7.6.4.Ook is van belang dat met deze nieuwe werkwijze van verweerder de rechtsbescherming in het gedrang komt. In de oude situatie kon eiser de rechtsmiddelen bezwaar, beroep en hoger beroep aanwenden tegen een besluit van verweerder als hij het niet eens was met de vaststelling van de hoeveelheid uur hbh waar hij per week recht op had. In de huidige situatie komt verweerder pas in beeld, wanneer na een klacht door de zorgvrager wordt gecontroleerd of sprake is van een schoon en leefbaar huis. De rechtbank is van oordeel dat de klachtenprocedure de rechtsbescherming in de oude situatie tegen de (onrechtmatige) vaststelling van de hoeveelheid tijd die met de hbh gemoeid is onvoldoende compenseert.
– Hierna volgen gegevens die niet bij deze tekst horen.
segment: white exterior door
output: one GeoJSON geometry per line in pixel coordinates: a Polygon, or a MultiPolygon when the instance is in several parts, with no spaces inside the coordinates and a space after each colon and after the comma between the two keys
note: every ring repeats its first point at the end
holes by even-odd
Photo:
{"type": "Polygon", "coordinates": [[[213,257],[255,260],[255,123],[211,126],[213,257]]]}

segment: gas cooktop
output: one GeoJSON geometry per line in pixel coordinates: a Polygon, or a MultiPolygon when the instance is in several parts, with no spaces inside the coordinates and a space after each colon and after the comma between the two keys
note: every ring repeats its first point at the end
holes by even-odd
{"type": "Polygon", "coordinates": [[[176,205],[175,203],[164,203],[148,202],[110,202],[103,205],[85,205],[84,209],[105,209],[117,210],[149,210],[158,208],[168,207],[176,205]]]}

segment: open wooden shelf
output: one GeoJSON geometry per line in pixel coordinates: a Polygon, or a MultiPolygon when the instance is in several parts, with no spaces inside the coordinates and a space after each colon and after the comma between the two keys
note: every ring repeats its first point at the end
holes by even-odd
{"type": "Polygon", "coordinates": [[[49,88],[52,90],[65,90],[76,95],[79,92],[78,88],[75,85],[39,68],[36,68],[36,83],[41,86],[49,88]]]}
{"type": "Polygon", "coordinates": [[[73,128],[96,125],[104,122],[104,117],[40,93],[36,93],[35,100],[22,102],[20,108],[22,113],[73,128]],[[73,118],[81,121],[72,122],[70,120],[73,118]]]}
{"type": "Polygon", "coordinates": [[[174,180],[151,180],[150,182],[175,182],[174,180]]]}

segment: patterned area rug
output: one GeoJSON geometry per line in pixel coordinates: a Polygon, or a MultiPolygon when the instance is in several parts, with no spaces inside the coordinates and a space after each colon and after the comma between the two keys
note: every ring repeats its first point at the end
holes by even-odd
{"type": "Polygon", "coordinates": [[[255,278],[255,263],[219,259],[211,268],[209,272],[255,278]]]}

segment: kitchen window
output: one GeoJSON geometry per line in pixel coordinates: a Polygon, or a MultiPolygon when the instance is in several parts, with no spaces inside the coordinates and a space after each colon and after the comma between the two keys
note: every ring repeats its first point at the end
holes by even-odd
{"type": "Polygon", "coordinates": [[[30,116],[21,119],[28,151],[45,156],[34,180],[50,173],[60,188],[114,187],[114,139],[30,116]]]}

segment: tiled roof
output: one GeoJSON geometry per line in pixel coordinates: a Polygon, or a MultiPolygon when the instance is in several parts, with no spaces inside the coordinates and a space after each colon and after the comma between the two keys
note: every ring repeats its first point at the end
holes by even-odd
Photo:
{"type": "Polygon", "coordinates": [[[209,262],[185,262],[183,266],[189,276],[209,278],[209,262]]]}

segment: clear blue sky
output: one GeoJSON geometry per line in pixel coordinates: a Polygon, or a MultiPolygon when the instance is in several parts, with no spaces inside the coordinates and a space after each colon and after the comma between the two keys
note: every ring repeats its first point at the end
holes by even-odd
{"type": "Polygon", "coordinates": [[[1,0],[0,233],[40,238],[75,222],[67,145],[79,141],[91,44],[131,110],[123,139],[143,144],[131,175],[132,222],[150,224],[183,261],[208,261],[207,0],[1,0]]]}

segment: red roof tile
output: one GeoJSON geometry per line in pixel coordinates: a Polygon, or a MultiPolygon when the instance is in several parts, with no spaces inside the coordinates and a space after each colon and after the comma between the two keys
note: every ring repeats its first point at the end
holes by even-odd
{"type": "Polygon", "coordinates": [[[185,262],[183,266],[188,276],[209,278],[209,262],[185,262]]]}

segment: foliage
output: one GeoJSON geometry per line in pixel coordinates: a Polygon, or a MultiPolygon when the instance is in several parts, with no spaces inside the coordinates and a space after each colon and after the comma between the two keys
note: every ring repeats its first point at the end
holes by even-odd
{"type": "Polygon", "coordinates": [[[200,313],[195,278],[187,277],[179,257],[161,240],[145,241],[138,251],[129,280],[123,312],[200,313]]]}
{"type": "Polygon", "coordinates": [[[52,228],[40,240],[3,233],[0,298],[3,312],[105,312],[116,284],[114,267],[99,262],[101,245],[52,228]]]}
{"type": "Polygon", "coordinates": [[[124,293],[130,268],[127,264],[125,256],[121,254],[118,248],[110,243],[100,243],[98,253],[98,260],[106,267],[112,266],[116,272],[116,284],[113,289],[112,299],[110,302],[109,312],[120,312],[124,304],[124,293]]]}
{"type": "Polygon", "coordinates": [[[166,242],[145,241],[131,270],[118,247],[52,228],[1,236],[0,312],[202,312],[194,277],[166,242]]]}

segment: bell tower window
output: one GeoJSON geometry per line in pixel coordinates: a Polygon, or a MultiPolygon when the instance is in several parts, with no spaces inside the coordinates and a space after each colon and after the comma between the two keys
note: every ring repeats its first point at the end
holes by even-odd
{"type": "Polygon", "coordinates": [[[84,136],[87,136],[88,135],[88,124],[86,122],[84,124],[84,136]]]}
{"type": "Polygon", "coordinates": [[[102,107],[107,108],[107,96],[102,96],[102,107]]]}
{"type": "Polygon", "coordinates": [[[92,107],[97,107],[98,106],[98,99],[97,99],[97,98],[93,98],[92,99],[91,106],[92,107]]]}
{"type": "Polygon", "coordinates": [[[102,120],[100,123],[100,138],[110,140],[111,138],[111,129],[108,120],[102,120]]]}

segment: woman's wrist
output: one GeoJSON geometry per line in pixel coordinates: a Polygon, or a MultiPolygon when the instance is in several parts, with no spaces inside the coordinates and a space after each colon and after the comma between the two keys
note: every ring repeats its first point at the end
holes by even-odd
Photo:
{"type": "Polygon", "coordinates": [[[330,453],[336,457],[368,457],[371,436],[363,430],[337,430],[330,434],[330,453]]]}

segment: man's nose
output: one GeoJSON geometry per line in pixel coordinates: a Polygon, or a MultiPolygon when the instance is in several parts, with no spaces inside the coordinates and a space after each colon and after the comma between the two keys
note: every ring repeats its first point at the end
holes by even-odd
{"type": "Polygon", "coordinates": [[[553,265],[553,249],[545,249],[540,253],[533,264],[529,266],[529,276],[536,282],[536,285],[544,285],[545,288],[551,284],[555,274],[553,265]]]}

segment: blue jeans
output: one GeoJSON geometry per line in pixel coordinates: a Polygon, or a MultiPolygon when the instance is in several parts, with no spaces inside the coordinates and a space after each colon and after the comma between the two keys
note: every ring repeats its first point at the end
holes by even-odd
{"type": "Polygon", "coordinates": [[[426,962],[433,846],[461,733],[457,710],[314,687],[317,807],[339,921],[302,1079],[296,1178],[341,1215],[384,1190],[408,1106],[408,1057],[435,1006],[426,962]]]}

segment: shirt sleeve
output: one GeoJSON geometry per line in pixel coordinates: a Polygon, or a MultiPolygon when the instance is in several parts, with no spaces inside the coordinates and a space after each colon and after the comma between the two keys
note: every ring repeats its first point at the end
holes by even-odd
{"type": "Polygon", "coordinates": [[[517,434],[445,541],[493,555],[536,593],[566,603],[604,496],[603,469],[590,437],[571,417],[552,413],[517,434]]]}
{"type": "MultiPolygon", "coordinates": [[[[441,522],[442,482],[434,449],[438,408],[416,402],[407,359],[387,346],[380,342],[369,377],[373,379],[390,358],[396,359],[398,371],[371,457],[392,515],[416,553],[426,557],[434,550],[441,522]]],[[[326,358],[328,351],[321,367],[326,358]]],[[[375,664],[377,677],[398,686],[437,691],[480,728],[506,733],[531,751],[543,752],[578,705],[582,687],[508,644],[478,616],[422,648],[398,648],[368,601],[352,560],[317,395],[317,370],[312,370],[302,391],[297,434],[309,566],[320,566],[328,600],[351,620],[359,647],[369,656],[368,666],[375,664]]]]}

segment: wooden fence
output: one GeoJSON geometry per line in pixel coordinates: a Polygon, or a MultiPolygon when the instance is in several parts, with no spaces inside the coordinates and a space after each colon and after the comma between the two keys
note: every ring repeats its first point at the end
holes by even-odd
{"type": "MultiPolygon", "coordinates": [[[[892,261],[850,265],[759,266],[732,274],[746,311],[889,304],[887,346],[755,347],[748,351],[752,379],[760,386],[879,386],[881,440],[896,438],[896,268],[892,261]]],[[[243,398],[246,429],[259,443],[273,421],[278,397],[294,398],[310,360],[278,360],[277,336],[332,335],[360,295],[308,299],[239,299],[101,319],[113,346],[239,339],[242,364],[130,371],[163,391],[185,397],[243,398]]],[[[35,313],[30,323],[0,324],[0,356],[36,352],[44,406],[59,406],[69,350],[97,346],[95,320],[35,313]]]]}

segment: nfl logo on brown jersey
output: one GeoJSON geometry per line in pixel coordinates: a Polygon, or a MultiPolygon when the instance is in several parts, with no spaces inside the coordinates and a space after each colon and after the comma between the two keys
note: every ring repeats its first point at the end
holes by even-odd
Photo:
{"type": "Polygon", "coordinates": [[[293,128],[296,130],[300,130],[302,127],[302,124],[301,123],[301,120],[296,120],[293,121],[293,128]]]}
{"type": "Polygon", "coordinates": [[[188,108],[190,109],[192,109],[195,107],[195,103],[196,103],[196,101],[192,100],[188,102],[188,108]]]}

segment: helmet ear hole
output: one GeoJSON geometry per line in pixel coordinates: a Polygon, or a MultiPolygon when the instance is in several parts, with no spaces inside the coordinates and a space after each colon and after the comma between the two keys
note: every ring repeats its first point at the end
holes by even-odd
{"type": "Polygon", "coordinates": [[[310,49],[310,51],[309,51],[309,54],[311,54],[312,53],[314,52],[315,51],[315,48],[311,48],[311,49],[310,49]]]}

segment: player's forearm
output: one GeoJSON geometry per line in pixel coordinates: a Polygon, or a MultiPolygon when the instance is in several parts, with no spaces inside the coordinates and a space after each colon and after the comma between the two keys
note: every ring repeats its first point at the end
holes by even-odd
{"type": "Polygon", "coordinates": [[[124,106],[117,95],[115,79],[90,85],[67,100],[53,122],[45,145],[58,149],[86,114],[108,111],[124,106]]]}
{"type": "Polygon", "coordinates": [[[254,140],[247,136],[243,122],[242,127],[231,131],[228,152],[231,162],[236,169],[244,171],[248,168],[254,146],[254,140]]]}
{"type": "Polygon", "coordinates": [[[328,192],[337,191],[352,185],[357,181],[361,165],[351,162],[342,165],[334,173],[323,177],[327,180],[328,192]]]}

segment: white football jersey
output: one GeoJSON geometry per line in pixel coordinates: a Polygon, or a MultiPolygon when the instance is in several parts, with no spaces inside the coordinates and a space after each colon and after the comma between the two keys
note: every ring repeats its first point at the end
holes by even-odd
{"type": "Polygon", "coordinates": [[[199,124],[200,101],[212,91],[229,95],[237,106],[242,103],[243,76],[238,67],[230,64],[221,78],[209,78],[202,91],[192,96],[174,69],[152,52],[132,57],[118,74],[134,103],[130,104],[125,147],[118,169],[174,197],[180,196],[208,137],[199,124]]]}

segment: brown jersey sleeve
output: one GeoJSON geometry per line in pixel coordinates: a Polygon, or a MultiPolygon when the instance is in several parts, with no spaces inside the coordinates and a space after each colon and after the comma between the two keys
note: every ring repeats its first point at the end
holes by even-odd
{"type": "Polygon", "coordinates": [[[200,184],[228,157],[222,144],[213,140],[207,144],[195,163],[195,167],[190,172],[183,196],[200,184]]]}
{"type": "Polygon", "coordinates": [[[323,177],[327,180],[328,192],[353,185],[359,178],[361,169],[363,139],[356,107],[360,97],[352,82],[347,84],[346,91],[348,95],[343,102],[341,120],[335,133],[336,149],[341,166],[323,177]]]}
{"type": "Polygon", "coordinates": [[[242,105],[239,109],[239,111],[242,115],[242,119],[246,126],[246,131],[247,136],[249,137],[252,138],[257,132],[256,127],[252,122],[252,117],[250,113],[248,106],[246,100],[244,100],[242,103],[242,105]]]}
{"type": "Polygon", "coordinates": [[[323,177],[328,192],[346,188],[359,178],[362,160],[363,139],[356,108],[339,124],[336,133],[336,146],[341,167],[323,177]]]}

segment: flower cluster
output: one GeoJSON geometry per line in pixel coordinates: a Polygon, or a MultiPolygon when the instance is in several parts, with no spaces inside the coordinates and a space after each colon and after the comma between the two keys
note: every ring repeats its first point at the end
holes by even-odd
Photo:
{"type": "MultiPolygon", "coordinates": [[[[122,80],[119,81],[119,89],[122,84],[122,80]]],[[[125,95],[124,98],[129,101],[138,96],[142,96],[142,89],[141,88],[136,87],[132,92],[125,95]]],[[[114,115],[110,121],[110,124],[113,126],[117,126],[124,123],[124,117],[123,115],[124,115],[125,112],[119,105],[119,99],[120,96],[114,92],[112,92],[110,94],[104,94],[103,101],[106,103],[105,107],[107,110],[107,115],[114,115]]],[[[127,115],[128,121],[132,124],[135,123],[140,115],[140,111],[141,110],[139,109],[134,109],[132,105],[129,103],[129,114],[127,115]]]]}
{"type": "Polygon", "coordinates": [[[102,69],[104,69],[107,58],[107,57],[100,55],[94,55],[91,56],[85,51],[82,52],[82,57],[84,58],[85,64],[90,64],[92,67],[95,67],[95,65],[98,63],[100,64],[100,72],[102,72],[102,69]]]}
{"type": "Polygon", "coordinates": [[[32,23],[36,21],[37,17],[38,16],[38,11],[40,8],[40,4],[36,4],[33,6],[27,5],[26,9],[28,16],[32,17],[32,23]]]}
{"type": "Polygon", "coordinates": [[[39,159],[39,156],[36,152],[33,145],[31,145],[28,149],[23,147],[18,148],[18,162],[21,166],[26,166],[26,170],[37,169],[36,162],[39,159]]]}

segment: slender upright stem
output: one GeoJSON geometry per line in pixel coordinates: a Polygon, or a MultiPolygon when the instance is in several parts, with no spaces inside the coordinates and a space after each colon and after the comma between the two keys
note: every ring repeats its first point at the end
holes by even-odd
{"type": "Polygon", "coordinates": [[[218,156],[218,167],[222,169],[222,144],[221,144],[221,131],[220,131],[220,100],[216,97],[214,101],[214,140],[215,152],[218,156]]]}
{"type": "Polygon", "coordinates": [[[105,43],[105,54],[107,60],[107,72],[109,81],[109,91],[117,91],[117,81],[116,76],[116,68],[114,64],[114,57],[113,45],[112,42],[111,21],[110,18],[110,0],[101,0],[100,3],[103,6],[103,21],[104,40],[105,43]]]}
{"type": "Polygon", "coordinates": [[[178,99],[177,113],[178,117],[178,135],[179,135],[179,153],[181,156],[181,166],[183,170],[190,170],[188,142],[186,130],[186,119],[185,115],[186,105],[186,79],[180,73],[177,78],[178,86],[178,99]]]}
Met deze werkwijze wordt het risico op een maatwerkvoorziening die geen passende bijdrage levert ten onrechte afgewenteld op de burger. Dit komt niet overeen met de overheidsverantwoordelijkheid van verweerder op grond van de Wmo 2015.
8. Gelet op het voorgaande kunnen de rechtsgevolgen van het bestreden besluit niet in stand worden gelaten. In het kader van de finale geschilbeslechting zal de rechtbank met toepassing van artikel 8:72, derde lid, aanhef en onder b, van de Awb zelf in de zaak voorzien door het bezwaar gegrond te verklaren, het primaire besluit te herroepen en aan te sluiten bij de laatste niet in geschil zijnde indicatie van eiser onder de oude Wmo. De rechtbank zal beslissen dat eiser vanaf 12 oktober 2017 in aanmerking komt voor 3,5 uur per week hulp bij huishouden. Nu het beroep gegrond is, komt de rechtbank niet meer toe aan de grond van eiser over het ontbreken van het verslag van de hoorzitting.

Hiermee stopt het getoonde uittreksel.